Боярышкин бросил весла и разогнул спину. Лодка с разлета вылезла носом на землю, с хрустом дробя прибрежный мел.

– Помнишь? – смеялась Лиза, выскакивая из лодки.

– Некогда было. Работа, – оправдывался Митька и с перехваченным дыханием следил за подходившей к нему девушкой.

– Нет! Это невозможно!.. Я, Елизавета Сергеевна, отказываюсь. Вот вам хомут и дуга, а я вам больше не слуга! Подумайте, сколько исколесили по этой проклятой воде.
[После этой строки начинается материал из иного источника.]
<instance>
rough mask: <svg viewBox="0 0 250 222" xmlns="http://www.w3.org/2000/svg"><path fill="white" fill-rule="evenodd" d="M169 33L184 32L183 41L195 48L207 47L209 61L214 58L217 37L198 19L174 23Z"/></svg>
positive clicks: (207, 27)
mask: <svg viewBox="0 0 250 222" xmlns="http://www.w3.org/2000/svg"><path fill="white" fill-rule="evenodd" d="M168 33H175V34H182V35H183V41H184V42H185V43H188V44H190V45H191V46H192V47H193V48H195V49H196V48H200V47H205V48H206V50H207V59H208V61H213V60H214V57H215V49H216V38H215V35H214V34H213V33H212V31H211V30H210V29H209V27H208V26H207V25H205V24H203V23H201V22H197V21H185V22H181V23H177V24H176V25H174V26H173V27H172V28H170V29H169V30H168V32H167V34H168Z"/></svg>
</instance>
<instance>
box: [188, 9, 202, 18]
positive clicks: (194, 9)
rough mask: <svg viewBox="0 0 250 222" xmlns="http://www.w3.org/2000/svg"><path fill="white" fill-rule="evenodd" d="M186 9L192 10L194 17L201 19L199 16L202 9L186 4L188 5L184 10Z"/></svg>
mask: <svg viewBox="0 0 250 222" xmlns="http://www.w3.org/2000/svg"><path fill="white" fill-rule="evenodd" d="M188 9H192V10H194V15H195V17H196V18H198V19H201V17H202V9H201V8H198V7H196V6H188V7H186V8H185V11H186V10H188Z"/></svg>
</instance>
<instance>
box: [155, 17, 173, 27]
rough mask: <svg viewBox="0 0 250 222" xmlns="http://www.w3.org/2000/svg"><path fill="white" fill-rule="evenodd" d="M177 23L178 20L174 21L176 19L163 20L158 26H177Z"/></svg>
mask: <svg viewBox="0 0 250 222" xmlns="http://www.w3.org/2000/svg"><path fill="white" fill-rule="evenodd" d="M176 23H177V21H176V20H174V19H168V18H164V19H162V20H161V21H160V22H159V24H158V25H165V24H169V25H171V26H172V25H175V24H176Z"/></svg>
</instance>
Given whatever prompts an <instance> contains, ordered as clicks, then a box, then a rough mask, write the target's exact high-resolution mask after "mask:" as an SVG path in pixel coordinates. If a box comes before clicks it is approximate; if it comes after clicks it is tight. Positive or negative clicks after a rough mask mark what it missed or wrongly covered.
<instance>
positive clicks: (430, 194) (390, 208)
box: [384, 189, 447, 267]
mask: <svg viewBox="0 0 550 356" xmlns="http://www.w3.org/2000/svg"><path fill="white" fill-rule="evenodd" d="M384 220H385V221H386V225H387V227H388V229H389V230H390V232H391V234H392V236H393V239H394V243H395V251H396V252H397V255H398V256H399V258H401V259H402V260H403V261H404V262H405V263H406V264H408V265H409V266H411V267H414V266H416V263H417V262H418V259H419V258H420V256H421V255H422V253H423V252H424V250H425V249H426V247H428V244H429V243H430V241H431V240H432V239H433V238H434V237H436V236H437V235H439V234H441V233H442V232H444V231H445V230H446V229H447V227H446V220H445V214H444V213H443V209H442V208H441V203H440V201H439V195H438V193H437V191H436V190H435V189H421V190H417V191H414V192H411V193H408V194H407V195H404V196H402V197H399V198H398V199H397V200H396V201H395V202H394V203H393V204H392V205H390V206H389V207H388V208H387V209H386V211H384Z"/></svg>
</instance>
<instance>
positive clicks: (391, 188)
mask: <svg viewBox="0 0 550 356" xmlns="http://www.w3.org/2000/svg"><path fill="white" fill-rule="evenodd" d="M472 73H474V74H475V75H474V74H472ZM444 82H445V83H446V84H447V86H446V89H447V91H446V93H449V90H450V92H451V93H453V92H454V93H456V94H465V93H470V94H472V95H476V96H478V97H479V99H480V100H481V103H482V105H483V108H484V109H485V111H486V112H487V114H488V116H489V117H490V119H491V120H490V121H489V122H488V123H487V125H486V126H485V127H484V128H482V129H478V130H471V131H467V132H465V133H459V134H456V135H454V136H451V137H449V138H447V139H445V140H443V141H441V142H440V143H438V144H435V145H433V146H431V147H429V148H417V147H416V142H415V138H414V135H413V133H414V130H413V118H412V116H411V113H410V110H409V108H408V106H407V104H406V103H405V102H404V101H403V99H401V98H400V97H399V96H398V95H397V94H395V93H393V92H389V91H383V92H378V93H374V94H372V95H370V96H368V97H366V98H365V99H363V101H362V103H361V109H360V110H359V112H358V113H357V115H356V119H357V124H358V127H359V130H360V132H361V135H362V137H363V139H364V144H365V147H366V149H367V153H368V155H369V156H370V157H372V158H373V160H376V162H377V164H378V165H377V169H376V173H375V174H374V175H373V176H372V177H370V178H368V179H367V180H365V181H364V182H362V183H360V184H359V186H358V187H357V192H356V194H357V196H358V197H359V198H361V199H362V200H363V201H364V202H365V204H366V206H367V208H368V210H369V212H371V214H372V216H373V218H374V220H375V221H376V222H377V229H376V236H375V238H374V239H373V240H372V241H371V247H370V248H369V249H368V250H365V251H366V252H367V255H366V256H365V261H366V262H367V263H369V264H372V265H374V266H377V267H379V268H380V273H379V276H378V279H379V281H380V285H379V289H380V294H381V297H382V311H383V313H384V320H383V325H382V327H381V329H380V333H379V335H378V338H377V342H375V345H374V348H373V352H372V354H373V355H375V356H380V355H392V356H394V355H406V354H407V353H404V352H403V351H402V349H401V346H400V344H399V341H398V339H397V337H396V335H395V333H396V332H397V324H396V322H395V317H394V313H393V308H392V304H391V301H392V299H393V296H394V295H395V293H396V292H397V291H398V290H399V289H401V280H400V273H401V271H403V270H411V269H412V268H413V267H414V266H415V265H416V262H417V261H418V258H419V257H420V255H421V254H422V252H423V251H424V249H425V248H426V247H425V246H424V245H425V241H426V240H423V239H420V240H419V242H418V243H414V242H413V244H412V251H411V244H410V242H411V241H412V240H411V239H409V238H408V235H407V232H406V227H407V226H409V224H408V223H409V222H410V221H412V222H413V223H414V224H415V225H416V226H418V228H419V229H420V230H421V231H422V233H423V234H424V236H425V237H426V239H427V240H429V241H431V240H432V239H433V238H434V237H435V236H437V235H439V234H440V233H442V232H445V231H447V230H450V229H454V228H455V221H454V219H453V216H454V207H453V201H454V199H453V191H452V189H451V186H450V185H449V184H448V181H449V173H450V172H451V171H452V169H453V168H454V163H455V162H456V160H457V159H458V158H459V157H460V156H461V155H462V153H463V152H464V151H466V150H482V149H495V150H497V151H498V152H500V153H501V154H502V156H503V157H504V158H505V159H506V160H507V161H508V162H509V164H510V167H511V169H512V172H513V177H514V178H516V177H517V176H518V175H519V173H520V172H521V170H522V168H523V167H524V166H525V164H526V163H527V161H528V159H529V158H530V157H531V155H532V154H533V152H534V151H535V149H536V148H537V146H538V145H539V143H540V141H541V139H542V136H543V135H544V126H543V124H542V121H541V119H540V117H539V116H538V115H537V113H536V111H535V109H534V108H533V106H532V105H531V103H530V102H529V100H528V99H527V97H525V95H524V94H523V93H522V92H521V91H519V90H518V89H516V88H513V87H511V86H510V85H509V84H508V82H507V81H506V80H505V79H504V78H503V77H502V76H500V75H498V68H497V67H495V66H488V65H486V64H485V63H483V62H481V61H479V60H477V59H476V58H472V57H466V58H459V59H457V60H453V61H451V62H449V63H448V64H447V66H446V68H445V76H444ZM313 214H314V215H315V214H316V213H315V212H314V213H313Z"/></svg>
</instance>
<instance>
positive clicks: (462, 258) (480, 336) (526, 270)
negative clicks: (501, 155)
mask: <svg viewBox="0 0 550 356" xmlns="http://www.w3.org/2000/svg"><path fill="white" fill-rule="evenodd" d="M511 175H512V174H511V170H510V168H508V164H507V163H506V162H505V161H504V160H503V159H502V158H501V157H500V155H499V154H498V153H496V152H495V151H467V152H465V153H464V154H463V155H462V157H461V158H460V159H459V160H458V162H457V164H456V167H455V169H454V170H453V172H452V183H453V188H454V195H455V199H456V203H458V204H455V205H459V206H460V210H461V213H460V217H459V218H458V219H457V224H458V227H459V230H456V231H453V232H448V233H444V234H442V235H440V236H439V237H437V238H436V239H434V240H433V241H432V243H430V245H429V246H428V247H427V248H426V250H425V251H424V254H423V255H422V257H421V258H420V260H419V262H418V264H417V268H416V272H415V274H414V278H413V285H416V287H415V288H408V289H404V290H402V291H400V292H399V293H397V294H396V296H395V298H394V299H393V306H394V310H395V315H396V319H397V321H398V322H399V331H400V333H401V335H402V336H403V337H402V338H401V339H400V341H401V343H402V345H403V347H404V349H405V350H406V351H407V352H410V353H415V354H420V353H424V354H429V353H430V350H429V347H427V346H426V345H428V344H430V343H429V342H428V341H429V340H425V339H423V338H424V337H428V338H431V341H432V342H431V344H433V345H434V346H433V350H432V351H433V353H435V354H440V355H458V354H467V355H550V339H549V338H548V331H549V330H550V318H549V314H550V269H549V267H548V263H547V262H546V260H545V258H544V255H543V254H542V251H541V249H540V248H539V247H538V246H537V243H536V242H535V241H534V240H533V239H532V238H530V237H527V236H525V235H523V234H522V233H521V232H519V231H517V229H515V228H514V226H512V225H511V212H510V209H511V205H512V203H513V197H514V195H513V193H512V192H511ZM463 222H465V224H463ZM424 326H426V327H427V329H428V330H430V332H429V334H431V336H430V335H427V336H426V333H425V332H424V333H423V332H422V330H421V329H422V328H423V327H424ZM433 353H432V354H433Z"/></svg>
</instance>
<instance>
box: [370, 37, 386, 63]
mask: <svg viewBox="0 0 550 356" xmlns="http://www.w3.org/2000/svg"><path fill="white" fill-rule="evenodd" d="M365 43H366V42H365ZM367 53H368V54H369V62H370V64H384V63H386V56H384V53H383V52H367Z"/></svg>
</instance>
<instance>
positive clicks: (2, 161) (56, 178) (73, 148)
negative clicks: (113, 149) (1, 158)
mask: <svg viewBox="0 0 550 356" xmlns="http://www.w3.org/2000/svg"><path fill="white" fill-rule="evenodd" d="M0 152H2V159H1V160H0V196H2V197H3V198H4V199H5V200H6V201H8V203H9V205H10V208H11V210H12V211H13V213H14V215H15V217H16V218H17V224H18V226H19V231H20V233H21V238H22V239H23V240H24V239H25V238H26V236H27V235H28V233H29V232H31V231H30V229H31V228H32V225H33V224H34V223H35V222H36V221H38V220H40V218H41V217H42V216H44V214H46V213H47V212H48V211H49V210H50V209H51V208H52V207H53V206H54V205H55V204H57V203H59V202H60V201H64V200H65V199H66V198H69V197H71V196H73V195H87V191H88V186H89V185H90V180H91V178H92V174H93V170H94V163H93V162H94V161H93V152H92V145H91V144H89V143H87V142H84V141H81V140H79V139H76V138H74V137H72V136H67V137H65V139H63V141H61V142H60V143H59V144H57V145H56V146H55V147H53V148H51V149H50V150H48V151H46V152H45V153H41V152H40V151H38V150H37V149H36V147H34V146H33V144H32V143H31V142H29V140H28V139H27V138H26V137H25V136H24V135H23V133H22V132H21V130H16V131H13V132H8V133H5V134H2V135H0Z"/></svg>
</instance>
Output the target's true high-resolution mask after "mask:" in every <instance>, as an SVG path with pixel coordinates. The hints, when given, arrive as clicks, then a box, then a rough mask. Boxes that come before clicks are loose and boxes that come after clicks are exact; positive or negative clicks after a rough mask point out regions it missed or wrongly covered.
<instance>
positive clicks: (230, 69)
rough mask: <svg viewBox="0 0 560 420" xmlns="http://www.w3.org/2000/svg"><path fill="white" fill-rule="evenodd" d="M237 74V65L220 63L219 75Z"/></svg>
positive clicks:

У меня кровавые мозоли от весел. То ли дело материк.

Боярышкин твердо ступил на колючую крошку мела длинной босой ступней, вытер лоб верхом измятой студенческой фуражки. Не отвечая ему, Лиза подошла к Митьке. Тот неумело пожал протянутую ему руку.

– Когда же поедем рыбалить? – спросила, запрокидывая голову, щуря глаза.

– Хучь завтра. Обмолотились, теперича можно.

– Обманешь?

– Ну, нет!

– Рано зайдешь?

– До света.

– Буду ждать.

– Приду, ей-богу, приду!

– Не забыл, в какое окно стучать?

– Найду, – улыбнулся Митька.

– Я, наверное, скоро уеду. Хотелось бы порыбалить.

Митька молча вертел в руке заржавленный ключ от баркаса и смотрел ей в губы.

– Скоро? – спросил Боярышкин, рассматривая на ладони узорную ракушку.

– Сейчас поедем.

Она помолчала и, чему-то улыбаясь, спросила:

– Ведь у вас какая-то свадьба была?

– Сестру выдавали.

– За кого же это? – И, не дожидаясь ответа, улыбнулась непонятно и коротко. – Приходи же! – Снова, как тогда, в первый раз, на террасе моховского дома, улыбка жиганула Митьку крапивным укусом.